Los Angeles, le samedi 23 mars 2013 – Les patients qui utilisent dans le cadre d’une auto-surveillance des bandelettes urinaires peinent parfois à interpréter le « code couleur » suggéré par la notice. Entre deux nuances de blanc ou de vert, difficile de se faire une opinion précise, surtout lorsque la réponse, le diagnostic, nous concerne personnellement. Pourtant, l’auto-surveillance grâce aux bandelettes urinaires permet, d’autonomiser les malades et d’améliorer la prise en charge en accélérant les alertes éventuelles. Or, voici qu’une entreprise américaine Biosense Technologies vient de mettre au point une application qui pourrait faciliter la lecture de ces fameuses bandelettes.

Comme une machine classique de lecture de bandelettes… mais en beaucoup moins cher !

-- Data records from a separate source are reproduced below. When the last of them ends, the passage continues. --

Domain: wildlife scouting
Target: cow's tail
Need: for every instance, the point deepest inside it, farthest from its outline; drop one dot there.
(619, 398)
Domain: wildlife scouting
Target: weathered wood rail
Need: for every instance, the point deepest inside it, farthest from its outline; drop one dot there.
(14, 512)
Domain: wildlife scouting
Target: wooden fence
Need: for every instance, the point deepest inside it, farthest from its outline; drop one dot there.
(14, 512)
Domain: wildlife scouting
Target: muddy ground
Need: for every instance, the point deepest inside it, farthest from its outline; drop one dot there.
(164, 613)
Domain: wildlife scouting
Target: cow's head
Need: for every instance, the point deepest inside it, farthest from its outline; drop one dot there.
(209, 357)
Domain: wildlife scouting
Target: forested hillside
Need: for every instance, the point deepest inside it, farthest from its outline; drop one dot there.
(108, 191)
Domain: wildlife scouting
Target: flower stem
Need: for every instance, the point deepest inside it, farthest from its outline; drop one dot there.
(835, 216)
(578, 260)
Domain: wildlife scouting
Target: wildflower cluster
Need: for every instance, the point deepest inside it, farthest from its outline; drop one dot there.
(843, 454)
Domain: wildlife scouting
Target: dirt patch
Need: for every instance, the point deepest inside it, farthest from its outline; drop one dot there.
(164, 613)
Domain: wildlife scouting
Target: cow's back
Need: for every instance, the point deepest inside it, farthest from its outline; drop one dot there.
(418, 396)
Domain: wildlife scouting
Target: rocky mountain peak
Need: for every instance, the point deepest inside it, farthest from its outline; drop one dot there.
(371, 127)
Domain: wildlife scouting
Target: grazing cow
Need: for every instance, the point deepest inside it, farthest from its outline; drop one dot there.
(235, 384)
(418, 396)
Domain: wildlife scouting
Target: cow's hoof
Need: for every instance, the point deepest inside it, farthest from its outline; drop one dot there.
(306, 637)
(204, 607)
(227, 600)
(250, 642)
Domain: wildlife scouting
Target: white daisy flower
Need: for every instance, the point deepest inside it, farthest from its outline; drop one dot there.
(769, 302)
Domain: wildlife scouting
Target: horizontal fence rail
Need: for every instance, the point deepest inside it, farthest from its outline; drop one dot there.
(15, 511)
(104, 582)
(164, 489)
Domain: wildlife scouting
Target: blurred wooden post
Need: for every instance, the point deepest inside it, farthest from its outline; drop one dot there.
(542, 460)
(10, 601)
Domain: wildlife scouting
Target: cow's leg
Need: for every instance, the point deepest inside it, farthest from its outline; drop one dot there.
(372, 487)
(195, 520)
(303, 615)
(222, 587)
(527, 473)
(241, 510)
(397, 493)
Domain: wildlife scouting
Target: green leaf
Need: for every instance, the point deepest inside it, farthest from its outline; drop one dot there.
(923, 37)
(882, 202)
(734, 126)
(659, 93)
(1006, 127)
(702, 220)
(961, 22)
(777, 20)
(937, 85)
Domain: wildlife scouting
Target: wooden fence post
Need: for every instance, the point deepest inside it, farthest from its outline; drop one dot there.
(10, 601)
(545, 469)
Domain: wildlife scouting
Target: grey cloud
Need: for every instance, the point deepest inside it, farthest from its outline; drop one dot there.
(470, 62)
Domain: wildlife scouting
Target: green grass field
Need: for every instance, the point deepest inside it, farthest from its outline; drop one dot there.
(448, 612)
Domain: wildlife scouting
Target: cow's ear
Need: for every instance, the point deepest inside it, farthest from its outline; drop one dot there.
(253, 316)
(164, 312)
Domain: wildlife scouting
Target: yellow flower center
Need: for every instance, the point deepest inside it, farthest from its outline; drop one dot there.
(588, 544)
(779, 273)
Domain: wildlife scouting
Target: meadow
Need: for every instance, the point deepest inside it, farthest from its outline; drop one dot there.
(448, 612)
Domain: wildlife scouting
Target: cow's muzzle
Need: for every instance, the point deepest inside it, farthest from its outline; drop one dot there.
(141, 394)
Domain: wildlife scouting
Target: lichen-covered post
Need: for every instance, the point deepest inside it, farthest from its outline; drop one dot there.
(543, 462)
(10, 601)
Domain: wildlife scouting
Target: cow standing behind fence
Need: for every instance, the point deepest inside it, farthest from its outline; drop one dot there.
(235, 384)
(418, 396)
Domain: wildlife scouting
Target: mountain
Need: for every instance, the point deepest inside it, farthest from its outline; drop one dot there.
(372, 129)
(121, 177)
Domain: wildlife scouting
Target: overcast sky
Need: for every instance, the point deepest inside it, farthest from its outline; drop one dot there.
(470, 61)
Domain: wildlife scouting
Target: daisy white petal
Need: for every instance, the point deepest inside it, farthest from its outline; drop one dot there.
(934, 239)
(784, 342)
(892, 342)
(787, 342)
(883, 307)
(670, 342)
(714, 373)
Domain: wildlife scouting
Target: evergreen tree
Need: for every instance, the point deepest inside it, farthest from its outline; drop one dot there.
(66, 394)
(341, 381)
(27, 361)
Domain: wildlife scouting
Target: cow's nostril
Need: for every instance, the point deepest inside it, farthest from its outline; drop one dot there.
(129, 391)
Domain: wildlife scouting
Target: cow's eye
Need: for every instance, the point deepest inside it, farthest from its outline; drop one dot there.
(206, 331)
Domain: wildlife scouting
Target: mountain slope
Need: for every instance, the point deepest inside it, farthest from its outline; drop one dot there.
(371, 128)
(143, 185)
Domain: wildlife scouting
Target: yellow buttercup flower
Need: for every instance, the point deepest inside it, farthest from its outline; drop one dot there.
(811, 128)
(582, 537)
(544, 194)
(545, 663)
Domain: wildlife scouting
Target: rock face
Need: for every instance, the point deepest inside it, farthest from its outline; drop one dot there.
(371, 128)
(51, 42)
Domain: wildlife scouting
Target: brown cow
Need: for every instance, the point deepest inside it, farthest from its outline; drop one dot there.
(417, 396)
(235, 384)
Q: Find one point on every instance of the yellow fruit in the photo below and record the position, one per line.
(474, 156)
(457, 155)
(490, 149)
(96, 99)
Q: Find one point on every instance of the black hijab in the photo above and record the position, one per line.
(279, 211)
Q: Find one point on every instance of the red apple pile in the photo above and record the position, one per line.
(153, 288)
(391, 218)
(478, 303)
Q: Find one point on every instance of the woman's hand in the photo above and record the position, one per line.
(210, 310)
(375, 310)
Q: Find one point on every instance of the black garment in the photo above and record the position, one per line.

uCheck est un dispositif simple : le logiciel de cette application utilise l’appareil photo du smartphone sur lequel elle est installée pour décrypter les couleurs apparues sur la bandelette. Elle fonctionne donc schématiquement de la même manière que les machines d’analyse d’usine pour un coup évidemment moindre. Actuellement, uCheck est en cours d’approbation par Apple, tandis qu’une version Android doit être développée. Myshkin Ingawale, cofondateur de Biosense Technologies a également indiqué lors de la récente conférence TED (Technology, Education and Design) à Los Angeles que le dispositif était actuellement évalué dans un hôpital de Bombay. Si les résultats obtenus se révélaient comparables à ceux donnés par les appareils traditionnels on pourrait alors envisager d’utiliser uCheck dans les zones rurales des pays en voie de développement. « Les médecins pourront immédiatement effectuer des dépistages avec un outil nettement moins cher que les dispositifs actuels à 10 000 dollars » explique Myshkin Ingawale qui ne doute pas du succès de son application, car argumente-t-il avec simplicité : « Tout le monde fait pipi et tout le monde a un I-phone ».

Un marché à réguler ?

La présentation de ce dispositif confirme le dynamisme du marché des applications médicales : on en compterait aujourd’hui « 40 000 (…) produites par des médecins, des développeurs de logiciels, des compagnies pharmaceutiques et des hôpitaux entre autres. Le marché de santé mobile devrait atteindre 392 millions de dollars en 2015, d’après le cabinet international de conseil et d’analyse de l’industrie Frost & Sullivan » décrivait récemment Brie Zeltner une experte de ce marché, citée par le portail Smart Planet. 

Cette explosion commence à poser la question de la régulation de ce marché : aux Etats-Unis certains s’interrogent ainsi sur l’opportunité d’adopter des normes plus strictes.